While there is language in Laisne v. California St. Bd. of Optometry, 19 Cal.2d 831 [123 P.2d 457] (which was the latest case on the subject when the trial court here granted the right to the trial de novo), that would imply that the trial de novo required was unlimited, the later cases have definitely repudiated that extreme view. (Dare v. Board of Medical Examiners, 21 Cal.2d 790 [136 P.2d 304] ; Russell v. Miller, 21 Cal.2d 817 [136 P.2d 318] ; Sipper v. Urban, 22 Cal.2d 138 [137 P.2d 425].) In the last named case Mr. Justice Schauer expressly placed his concurrence on the ground that “The complete trial de novo doctrine of the Laisne case has been abandoned.” (22 Cal.2d at p. 144.)

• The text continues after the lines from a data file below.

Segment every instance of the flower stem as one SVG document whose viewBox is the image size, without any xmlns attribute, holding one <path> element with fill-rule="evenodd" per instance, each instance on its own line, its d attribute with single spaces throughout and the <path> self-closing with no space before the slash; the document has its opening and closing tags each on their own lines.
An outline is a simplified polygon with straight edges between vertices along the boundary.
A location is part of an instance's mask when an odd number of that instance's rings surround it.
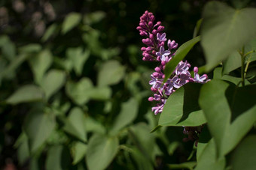
<svg viewBox="0 0 256 170">
<path fill-rule="evenodd" d="M 241 78 L 242 78 L 242 86 L 245 86 L 245 46 L 242 46 L 241 55 Z"/>
</svg>

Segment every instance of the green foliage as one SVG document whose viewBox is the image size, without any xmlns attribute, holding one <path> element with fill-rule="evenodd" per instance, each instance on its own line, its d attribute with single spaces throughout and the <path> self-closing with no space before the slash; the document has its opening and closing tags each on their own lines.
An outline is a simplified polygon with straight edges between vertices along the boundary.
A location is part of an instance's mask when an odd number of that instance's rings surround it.
<svg viewBox="0 0 256 170">
<path fill-rule="evenodd" d="M 161 126 L 196 127 L 206 123 L 198 104 L 200 84 L 188 83 L 171 95 L 159 118 Z"/>
<path fill-rule="evenodd" d="M 186 56 L 187 52 L 193 48 L 193 46 L 200 40 L 200 37 L 197 37 L 193 38 L 192 40 L 184 43 L 182 44 L 176 51 L 175 55 L 172 59 L 172 62 L 168 62 L 166 65 L 166 68 L 164 69 L 164 74 L 166 75 L 166 78 L 164 79 L 164 82 L 166 82 L 168 77 L 170 77 L 173 71 L 175 70 L 176 66 L 183 60 L 183 58 Z"/>
<path fill-rule="evenodd" d="M 118 145 L 117 137 L 95 134 L 88 142 L 86 155 L 88 169 L 99 170 L 108 167 L 117 153 Z"/>
<path fill-rule="evenodd" d="M 11 157 L 17 169 L 254 169 L 256 14 L 242 8 L 252 3 L 231 1 L 233 9 L 211 1 L 199 19 L 194 1 L 159 7 L 149 1 L 152 12 L 166 15 L 166 32 L 180 44 L 198 21 L 194 38 L 166 64 L 166 80 L 187 55 L 200 64 L 205 57 L 200 73 L 211 79 L 176 90 L 160 115 L 148 101 L 152 65 L 138 57 L 139 19 L 132 14 L 142 13 L 134 7 L 139 2 L 69 1 L 76 12 L 47 21 L 50 14 L 40 11 L 35 23 L 8 7 L 11 21 L 19 16 L 22 25 L 1 28 L 1 163 Z M 40 22 L 45 31 L 37 37 Z M 175 28 L 176 22 L 190 30 Z M 197 147 L 181 142 L 184 126 L 203 127 Z"/>
<path fill-rule="evenodd" d="M 206 5 L 203 13 L 201 43 L 207 70 L 255 37 L 255 16 L 254 8 L 235 10 L 218 1 Z"/>
</svg>

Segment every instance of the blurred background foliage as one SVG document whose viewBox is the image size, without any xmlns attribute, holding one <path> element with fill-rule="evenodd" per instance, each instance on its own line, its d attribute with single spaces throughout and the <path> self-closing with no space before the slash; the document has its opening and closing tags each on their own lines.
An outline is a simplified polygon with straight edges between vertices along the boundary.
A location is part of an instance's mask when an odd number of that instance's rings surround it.
<svg viewBox="0 0 256 170">
<path fill-rule="evenodd" d="M 142 61 L 136 28 L 148 10 L 181 45 L 207 1 L 1 1 L 1 169 L 166 169 L 196 160 L 183 128 L 150 133 L 154 65 Z M 197 45 L 186 59 L 205 64 Z"/>
</svg>

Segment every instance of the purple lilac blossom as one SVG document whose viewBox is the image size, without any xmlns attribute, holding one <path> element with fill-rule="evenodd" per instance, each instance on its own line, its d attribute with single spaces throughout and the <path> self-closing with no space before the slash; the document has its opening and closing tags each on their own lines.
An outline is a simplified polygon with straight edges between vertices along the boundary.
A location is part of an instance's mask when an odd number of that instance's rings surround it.
<svg viewBox="0 0 256 170">
<path fill-rule="evenodd" d="M 208 80 L 206 74 L 200 76 L 198 68 L 194 67 L 194 77 L 193 78 L 189 72 L 190 64 L 187 61 L 181 61 L 177 65 L 174 73 L 167 79 L 166 83 L 163 83 L 164 79 L 163 70 L 167 62 L 175 57 L 175 50 L 178 47 L 178 43 L 175 40 L 168 40 L 167 50 L 165 49 L 166 34 L 163 32 L 164 27 L 161 25 L 161 22 L 158 21 L 154 24 L 155 17 L 152 13 L 146 10 L 140 17 L 139 26 L 137 29 L 142 36 L 142 43 L 146 46 L 142 47 L 143 61 L 157 61 L 160 64 L 155 68 L 155 72 L 151 75 L 151 80 L 149 84 L 151 85 L 151 91 L 155 94 L 154 97 L 149 97 L 149 101 L 159 102 L 156 106 L 152 108 L 154 114 L 162 112 L 165 101 L 176 89 L 189 82 L 205 83 Z"/>
<path fill-rule="evenodd" d="M 166 63 L 171 61 L 172 57 L 175 57 L 178 43 L 175 40 L 168 40 L 168 48 L 167 50 L 165 50 L 167 39 L 166 34 L 163 32 L 164 27 L 161 25 L 161 22 L 158 21 L 156 24 L 154 23 L 154 22 L 155 17 L 153 13 L 146 10 L 140 17 L 139 26 L 137 27 L 137 30 L 139 31 L 141 36 L 145 37 L 142 39 L 142 43 L 145 46 L 141 49 L 143 55 L 142 60 L 159 62 L 159 66 L 151 75 L 151 80 L 149 82 L 149 85 L 151 85 L 151 90 L 154 94 L 148 98 L 149 101 L 157 102 L 156 106 L 152 107 L 152 112 L 157 115 L 163 112 L 168 97 L 175 90 L 187 82 L 206 83 L 209 79 L 206 74 L 201 76 L 198 74 L 197 67 L 194 68 L 194 76 L 192 77 L 189 72 L 191 65 L 187 61 L 181 61 L 166 82 L 163 82 L 165 78 L 163 70 Z M 184 127 L 184 133 L 188 137 L 184 138 L 184 141 L 196 141 L 197 145 L 198 135 L 200 133 L 203 126 Z"/>
</svg>

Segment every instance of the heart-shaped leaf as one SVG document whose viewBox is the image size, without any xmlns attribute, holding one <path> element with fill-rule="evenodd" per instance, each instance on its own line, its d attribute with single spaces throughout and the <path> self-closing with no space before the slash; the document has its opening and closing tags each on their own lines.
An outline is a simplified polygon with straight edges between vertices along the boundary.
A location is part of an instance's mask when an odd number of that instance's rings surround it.
<svg viewBox="0 0 256 170">
<path fill-rule="evenodd" d="M 255 8 L 235 10 L 221 2 L 210 1 L 204 7 L 203 18 L 201 43 L 206 70 L 256 36 Z"/>
<path fill-rule="evenodd" d="M 187 83 L 169 97 L 159 118 L 160 126 L 200 126 L 206 123 L 198 104 L 202 85 Z"/>
<path fill-rule="evenodd" d="M 202 87 L 199 102 L 218 157 L 233 149 L 256 121 L 255 85 L 237 88 L 222 80 L 212 80 Z"/>
</svg>

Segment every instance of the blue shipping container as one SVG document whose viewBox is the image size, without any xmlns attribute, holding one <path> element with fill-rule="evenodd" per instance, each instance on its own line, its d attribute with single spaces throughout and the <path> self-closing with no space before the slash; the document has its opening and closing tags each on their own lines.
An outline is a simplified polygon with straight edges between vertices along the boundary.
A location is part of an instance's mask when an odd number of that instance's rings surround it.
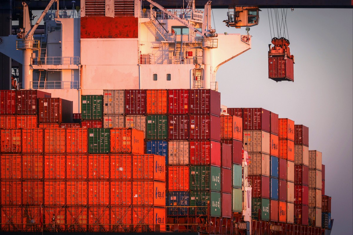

We conclude this phase of the case with the holding, amply supported by the above authorities, that where an administrative board exercising state-wide powers has refused to grant a hearing, the superior 'court has no power to try de novo the factual issue the determination of which is conferred upon the board, but its power is limited to ordering the board to act, if an abuse of discretion is shown to exist. This is in-accord with the elementary rule that mandamus will not be used to control discretion. The writ may not be used to compel the exercise of statutory discretion in a particular manner—it may only direct the board to act, not how it shall act. (See cases collected 16 Cal.Jur. § 28, p. 809.) Thus, in the present case the only possible issue that could have come before the trial court was whether the commissioner abused his discretion in denying to petitioners a hearing. Under no *335theory did the court have power to pass on the merits of the applications until the board had acted on the merits. This conclusion is reached without reference to- the provisions of section 1733(c) of the Insurance Code.
Section 1733(c), however, demonstrates that there was no abuse of discretion in denying the hearing. It provides that where an application has been denied, after a full hearing, within five years, the commissioner may, with or without a hearing, deny the application. The record shows that in 1941, after a full and complete hearing, the applications of these petitioners were denied on the ground that they were not fit and proper persons to become bail permittees. Petitioners could have had the correctness of these determinations passed upon under sections 1734 and 1818 of the Insurance Code. This, petitioners did not elect to do. They allowed these determinations to become final. Then, about one year later, they filed the present applications, which are substantially similar to the 1941 applications. No contention has ever been made that any circumstance intervened between 1941 and 1942 upon which a different ruling could be predicated, nor has any contention been made that any evidence is now available different from that produced in 1941. The 1941 denial is res judicata to the limited extent provided in section 1733(c). That section is a legislative declaration that in the discretion of the commissioner his prior determination, based upon a hearing, may be res judicata for a period of five years. Such a statute is, of course, constitutional. If the statute provided that no application could be filed at all within five years of a previous denial, regardless of after discovered evidence, and regardless of changed circumstances, there might be some merit in the thought that then it would be unconstitutional. But the statute is permissive only. It confers discretion on the commissioner. If he abuses that discretion such abuse could be reviewed in a mandate proceeding. But that is not the present case where no facts showing a possible abuse are pleaded. On the face of the pleadings it affirmatively appears that no abuse occurred. It therefore follows that, since it affirmatively appears from the pleadings that the denial of hearings and denials of the applications were proper under section 1733(e), there was nothing at all for the superior court to try.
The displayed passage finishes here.